Timika, Papua Tengah– Ancaman Narkotika, Psikotropika, dan Bahan Adiktif berbahaya (Narkoba), kini menyebar luas di hampir semua kalangan, termasuk para mahasiswa dan pelajar hingga dapat dikategorikan sebagai penyakit menular publik di kota Timika, selain itu hampir 50% penghuni Lembaga Pemasyarakatan (Lapas) Kelas IIB Timika terindikasi tersangkut kasus Narkoba.

Hal tersebut dibenarkan Ruslan Awumbas selaku Kepala Kantor Badan Narkotika Nasional (BNN) Kabupaten Mimika,Provinsi Papua Tengah saat dikonfirmasi media ini di ruang kerjanya pada Senin 11/05/2026.

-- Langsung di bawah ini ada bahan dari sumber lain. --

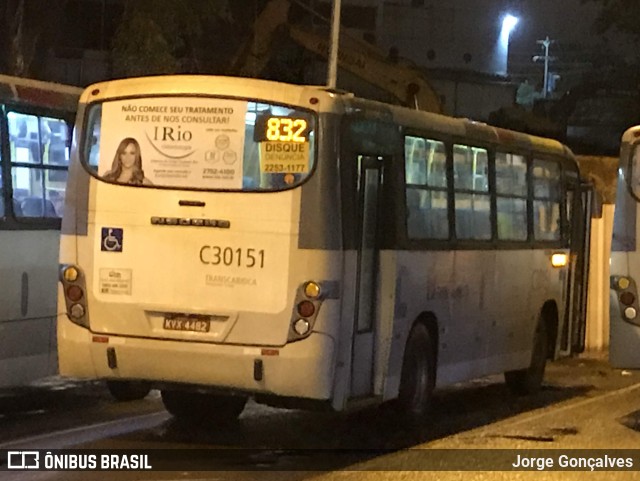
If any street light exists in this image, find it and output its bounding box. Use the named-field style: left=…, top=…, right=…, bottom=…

Ruslan Awumbas menyampaikan, pihaknya secara fungsi dan tugas kelembagaan terus berupaya untuk menekan lajunya peredaran serta mata rantai para bandar, kurir,pemakai hingga pihak-pihak yang dianggap terjebak secara tidak sadar atas barang haram dimaksud.

“Kami untuk 2026 ini Program yang rutin kami jalankan adalah Pencegahan dan Pemberdayaan Masyarakat (P2M), kemudian berantas, dan untuk berantas kami kerjasama dengan Polres serta tetap berkoordinasi dengan Provinsi”. Ungkapnya.

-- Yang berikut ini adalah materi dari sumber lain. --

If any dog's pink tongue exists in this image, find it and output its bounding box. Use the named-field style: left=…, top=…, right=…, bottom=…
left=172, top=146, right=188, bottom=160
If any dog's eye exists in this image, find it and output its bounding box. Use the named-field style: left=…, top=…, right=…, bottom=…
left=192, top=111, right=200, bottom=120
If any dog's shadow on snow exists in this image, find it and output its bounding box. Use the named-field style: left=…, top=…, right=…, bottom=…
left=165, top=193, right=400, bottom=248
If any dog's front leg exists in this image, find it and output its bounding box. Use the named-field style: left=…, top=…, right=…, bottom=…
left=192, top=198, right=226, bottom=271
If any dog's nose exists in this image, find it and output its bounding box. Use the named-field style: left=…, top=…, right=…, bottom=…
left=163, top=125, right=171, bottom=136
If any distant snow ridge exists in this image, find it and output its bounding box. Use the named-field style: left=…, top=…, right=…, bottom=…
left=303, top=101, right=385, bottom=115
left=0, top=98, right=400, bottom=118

Ia menambahkan, program yang telah dicanangkan pemerintah pusat secara sistematis dan berjenjang telah ada, dan saat ini program tersebut sedang digalakan demi memberi kesadaran serta pemahaman bagi mereka yang secara sepihak salah menggunakan atau mengkonsumsi barang haram itu.

“Karena program nasional utama adalah bidang pencegahan dan pemberdayaan masyarakat,diluar dari itu ada juga program rehabilitasi, karena korban penyalaguna saat ini banyak”. Tuturnya.

Dikatakanya, saat ini di Timika telah banyak ditemui pelajar dan mahasiswa yang mengkonsumsi barang terlarang tersebut, sehingga BNN lebih intensif dan telah mengagendakan scedule tetap dalam melakukan kompaye dan sosialisasi tentang bahaya narkoba di wilayah kampus dan sekolah-sekolah.

“Ada kegiatan kami di sekolah dan kampus yang kami sebut “Bersinar” Bersih dari Narkoba, kami juga razia rutin dengan pihak Polres di daerah rawan seperti tempat hiburan malam”. Ujarnya.

Hal tersebut dilakukan atas informasi dan data yang dimiliki pihak BNN Timika, dimana beberapa waktu terakhir ini terjadinya lonjakan grafik keterlibatan para siswa-siswi dan mahasiswa dalam kaitanya dengan barang haram dimaksud.

“Yang paling rawan adalah anak sekolah, anak sekolah sejak tahun 2025 meningkat sehingga kami rawat nginap atau rawat jalan, sesuai kategorinya terhadap penggunaanya”. Tandasnya.

BNN juga telah bekerjasama dengan Pemda Mimika, dalam upaya pencegahan kepada Aparatur Sipil Negara (ASN), dimana kerjasama tersebutm mendapat respon pisitif dari Pemda dengan mensuport serta mengapresiasi langkah BNN dalam memerangi bahaya narkoba di kalangan ASN.

Sebelum mengakhiri pembicaraanya Ruslan menghimbau kepada para orang tua, agar selalu mengantisipasi pergaulan anak, serta tetap warpada dini atas seluruh aktifitas anak usia sekolah dan mahasiswa, pada tingkat pergaulanya di sekitar tempat tinggal serta areal bergaul dengan teman lain.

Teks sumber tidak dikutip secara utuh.